|
From: Jeremy F. <je...@go...> - 2005-06-15 20:14:49
|
Ashley Pittman wrote:
>I'd be surprised if many programs actually call elan3_detach() though,
>there are no hooks from MPI_Finilize through so it probably never gets
>called.
>
>
So it's probably the result of an explicit close()?
>>In the 2.6 NPTL thread model, exit_group() terminates all threads in the
>>thread group atomically, so there's no waiting around for things to
>>terminate (or dependence on termination order). Is this running in a
>>2.4 thread model, or a 2.6 one? It sounds like the container machinery
>>has an atomic group termination property similar to exit_group().
>>
>>
>
>It does sound similar, it works across child programs though, not just
>thread groups. Probably not relevant to this bug however.
>
>Going back to the original questions, the thread should be implicitly be
>woken and then die when the parent thread terminates, hence the deadlock
>if the parent thread isn't exiting. How does V work WTR any other
>blocking syscall being in progress at program exit?
>
If a thread calls exit_group(), Valgrind hits any thread blocked in a
syscall with a signal to get it out of the kernel, and tells all threads
to terminate; once they're all dead the process exits. Normally this
happens more or less instantaneously, but if a thread refuses to come
out of the kernel for some reason it will hold things up. That's the
2.6/NPTL thread model.
In the 2.4/LinuxThreads case, the threads library coordinates the
process termination by getting each thread to explicitly call exit().

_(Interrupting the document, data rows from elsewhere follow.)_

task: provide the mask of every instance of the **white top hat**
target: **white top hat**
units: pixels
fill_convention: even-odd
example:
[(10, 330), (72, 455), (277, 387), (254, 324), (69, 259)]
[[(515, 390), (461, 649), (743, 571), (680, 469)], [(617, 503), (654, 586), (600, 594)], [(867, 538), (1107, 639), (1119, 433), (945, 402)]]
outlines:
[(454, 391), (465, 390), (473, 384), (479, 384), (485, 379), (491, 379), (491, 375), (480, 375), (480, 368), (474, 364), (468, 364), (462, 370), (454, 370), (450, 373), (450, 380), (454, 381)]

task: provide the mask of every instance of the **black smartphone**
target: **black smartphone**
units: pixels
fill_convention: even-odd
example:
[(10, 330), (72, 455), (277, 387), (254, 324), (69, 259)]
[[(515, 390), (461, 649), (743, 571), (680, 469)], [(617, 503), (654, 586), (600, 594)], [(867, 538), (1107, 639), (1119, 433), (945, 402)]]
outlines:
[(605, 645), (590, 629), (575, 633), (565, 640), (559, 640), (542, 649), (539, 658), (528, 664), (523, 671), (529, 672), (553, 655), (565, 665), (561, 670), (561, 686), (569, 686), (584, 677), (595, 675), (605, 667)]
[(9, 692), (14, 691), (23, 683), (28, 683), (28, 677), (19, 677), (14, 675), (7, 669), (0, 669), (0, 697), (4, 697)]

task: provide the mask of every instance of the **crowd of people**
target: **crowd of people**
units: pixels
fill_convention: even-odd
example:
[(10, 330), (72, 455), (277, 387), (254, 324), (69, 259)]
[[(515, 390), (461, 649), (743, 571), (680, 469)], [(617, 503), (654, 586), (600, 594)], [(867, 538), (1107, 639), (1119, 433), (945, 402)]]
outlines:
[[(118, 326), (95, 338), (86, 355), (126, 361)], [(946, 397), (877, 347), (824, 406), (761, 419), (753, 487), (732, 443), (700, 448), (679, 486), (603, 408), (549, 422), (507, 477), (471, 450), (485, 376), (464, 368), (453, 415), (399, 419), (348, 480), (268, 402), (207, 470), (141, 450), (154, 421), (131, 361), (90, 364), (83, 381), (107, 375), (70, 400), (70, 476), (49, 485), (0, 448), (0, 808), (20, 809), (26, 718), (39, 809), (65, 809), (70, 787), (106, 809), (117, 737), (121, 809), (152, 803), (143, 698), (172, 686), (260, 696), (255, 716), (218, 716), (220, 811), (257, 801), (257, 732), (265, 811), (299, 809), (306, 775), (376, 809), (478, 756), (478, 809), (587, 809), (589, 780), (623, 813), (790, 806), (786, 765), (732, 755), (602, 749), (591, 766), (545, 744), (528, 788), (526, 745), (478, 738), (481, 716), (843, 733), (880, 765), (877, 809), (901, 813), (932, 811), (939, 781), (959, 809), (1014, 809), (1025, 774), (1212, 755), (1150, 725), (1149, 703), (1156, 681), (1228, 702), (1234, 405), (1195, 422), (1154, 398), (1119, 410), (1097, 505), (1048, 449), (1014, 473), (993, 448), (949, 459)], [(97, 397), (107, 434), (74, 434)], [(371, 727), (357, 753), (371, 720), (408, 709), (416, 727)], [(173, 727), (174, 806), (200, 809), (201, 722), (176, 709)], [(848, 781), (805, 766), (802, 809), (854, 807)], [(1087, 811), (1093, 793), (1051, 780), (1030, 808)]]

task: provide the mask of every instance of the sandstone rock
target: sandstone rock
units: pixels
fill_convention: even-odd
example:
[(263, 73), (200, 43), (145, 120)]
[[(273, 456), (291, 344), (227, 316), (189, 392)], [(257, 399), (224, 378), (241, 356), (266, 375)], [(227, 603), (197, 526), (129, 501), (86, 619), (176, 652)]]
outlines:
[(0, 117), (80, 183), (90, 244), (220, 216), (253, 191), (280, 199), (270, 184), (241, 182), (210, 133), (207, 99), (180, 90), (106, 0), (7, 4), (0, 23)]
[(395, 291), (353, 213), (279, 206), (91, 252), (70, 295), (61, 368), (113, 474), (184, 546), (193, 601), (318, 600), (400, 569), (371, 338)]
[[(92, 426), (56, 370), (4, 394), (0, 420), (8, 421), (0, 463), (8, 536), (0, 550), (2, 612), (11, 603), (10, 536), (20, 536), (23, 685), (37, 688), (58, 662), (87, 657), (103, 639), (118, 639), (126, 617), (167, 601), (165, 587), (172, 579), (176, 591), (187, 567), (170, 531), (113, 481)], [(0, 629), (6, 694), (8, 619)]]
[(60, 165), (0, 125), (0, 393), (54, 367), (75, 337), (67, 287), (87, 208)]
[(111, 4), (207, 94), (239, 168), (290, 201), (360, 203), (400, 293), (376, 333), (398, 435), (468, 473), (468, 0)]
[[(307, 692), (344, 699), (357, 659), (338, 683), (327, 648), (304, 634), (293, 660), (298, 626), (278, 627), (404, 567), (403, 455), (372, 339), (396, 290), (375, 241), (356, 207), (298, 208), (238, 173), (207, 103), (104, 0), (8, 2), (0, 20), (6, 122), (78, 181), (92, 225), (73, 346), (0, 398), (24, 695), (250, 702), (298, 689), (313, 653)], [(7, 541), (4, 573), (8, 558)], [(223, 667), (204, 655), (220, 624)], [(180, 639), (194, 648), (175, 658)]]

There are some tricky edge cases depending on whether the manager thread
or the initial thread is the last to exit. Again, Valgrind only exits
once all threads have terminated.
Now, your elan thread is created by a native clone() rather than via
pthread_create, right? Are you creating the thread in the same thread
group as the rest of the program, or in a separate thread group? If the
main program terminates with exit_group, but the elan thread is not in
the thread group, then Valgrind will not attempt to kill it, but will
still wait around for it to exit; if the elan thread is waiting for the
Valgrind thread to exit, then we're in a deadlock. I guess that's
what's happening. There are two fairly easy solutions:
1. change the elan driver to create the thread in the same thread
group as the rest of the process, so exit_group() does the
expected thing, or
2. hack exit_group() so it just kills all threads in the process
rather than just the thread group
Option 2 might be preferred. It isn't strictly correct, but using
multiple thread groups within a process is pretty rare, except in the
degenerate case where every thread is in its own group (as you get with
LinuxThreads). You could make it a --weird-hack
(exit-nukes-everything?) specifically for this case.
Or perhaps the alternative is to explicitly get the elan thread to
terminate as part of the programs cleanup/shutdown actions (ie, do the
appropriate call in MPI_Finalize).
J
|